Стой, хватит, мы с тобой спятили, сказал я, отстраняясь; Айма тоже отшатнулась — красная, лохматая, потрясающе красивая. Что ж мы делаем? Нашли время, нашли место, сумасшедшие! На стены бежим! Смотреть, что происходит!
Но бедная невеста моя, совершенно подкошенная усталостью и радостью, внезапно осела у стены. Дрожа, она уронила голову в ладони и зарыдала так, будто после стольких бед сердце ее не могло выдержать никакой надежды.
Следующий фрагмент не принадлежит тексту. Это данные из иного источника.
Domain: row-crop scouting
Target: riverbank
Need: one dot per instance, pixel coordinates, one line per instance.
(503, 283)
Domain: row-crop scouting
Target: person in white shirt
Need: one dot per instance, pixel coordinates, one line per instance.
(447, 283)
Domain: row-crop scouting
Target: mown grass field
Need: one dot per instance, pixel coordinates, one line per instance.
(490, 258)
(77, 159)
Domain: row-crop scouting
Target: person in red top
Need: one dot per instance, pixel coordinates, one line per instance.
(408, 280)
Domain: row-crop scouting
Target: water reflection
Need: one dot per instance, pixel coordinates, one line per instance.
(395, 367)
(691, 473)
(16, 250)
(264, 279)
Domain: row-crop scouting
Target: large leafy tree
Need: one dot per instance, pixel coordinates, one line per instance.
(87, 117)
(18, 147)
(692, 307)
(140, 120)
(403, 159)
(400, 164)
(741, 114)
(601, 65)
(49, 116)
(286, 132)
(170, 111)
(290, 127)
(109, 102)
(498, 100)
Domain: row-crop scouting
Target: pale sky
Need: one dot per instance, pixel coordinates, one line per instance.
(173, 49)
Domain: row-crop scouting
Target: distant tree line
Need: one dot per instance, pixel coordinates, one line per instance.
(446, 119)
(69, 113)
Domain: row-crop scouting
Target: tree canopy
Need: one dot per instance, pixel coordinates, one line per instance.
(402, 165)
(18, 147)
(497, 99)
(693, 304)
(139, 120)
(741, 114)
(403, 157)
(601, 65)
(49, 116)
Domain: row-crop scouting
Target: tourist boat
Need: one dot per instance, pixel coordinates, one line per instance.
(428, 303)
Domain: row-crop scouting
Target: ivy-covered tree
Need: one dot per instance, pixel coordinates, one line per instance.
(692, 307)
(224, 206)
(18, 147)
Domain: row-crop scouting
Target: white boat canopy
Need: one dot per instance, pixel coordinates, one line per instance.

Дикая вещь, милая моя — праздновать смерть своего врага, особенно если он тоже христианин. Теперь, оглядываясь назад, я понимаю, что стыжусь тогдашнего нашего праздника, нашей радости. Однако в тот день мы чувствовали себя, должно быть, подобно израильтянам, когда войско египетское поглотила морская пучина: когда Мариам выходила со всеми женщинами танцевать с тимпаном в руке и пела от радости, и весь народ подпевал, славя Господа за то, что их личный душитель, их египетский Монфор es mort, es mort, es mort… «Пою Господу, ибо Он высоко превознесся, врага нашего Монфора свергнул на землю…» Представь, до чего же нас всех запугал своей силой, своей властью, своей жестокостью этот потрясающий человек, если смерти его радовался не один город — весь народ Лангедока!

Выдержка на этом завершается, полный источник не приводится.